Before he could activate it, however, it came to life itself in the intercom mode. The face of Rear Admiral Brannigan, the direct commander of the naval task force, was on the screen. It was a face that was pale and scared.

"Brannigan!" Jules yelled. "What the hell is going on here? Why is that GQ alarm screaming in my quarters?"

"Sir," Brannigan said, "I've put all of the ships in the fleet at general quarters. There's been an attack!"

"An attack? What kind of attack? Start making some sense, man, right this second!"

"A nuclear weapon just went off near the Camel — that's one of the lead Panamas in the line. It was a torpedo."

"A torpedo?" he said. "You'd better be shitting me!"

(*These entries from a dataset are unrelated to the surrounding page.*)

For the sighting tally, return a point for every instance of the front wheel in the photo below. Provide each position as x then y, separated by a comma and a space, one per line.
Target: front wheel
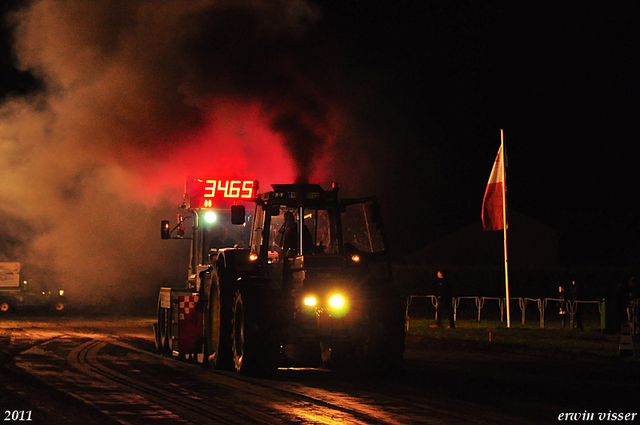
217, 331
255, 338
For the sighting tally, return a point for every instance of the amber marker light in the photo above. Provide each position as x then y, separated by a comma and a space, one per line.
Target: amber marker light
210, 217
337, 301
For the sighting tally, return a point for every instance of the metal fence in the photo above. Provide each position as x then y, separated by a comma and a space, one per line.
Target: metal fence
523, 302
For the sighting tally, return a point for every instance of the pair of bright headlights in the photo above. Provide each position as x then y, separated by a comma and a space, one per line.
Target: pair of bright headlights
336, 301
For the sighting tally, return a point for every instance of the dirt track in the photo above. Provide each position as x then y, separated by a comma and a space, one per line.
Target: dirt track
450, 375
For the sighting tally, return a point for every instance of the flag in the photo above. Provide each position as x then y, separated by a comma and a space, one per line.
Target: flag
492, 218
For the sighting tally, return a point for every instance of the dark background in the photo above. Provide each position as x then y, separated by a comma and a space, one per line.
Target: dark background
561, 79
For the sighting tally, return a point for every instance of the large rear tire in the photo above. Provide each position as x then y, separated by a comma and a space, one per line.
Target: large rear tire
255, 335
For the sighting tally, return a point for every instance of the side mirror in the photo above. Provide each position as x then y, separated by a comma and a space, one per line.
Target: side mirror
165, 230
237, 214
375, 216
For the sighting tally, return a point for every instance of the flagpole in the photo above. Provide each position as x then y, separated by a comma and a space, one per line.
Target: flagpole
504, 222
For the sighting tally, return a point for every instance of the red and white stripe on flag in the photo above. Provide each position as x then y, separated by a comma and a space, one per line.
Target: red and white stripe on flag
492, 216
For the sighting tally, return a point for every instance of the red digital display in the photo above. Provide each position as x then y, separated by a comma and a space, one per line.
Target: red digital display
208, 193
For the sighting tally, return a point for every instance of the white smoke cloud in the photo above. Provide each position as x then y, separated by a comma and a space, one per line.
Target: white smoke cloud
136, 96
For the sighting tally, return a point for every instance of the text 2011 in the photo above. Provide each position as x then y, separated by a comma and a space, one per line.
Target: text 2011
17, 416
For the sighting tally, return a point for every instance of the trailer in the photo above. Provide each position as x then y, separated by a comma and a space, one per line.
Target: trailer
18, 293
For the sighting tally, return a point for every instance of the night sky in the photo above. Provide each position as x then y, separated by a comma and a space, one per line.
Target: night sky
427, 86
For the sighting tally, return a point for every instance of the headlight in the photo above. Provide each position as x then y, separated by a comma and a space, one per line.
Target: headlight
337, 301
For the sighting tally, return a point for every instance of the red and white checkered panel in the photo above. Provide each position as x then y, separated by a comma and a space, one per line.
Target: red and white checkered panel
187, 303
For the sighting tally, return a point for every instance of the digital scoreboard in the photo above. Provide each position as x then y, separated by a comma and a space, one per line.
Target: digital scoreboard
215, 192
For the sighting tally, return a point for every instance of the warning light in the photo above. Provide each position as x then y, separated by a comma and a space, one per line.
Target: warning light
165, 230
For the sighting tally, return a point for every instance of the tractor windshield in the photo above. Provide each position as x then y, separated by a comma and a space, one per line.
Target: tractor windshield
319, 235
360, 227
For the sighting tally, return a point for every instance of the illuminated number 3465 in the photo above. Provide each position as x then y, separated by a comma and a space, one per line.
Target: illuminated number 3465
229, 189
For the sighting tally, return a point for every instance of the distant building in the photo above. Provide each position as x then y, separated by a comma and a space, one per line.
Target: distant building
530, 244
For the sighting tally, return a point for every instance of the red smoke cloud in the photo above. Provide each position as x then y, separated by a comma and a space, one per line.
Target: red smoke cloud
138, 95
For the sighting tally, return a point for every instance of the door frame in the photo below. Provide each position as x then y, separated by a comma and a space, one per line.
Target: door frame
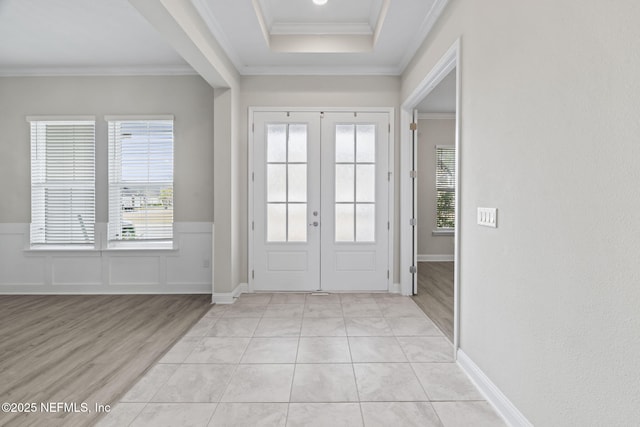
391, 162
449, 61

"No sir. Camel's active systems went on line four minutes ago and were tracking an incoming object. We received their telemetry here and the object has been positively identified as a torpedo. It was detonated just two minutes ago now."

"Damage?" he asked.

"She's gone, sir," Brannigan replied.

"Gone? What do you mean gone?"

"I mean destroyed completely. The weapon detonated inside of fifty kilometers. A direct hit. There's nothing left of the ship, sir. She's gone. She never even had a chance to radio in a report."

"Are you telling me," Jules asked carefully, "that we have just lost a transport ship and that the 20,000 marines and all of the naval personnel inside of it are dead?"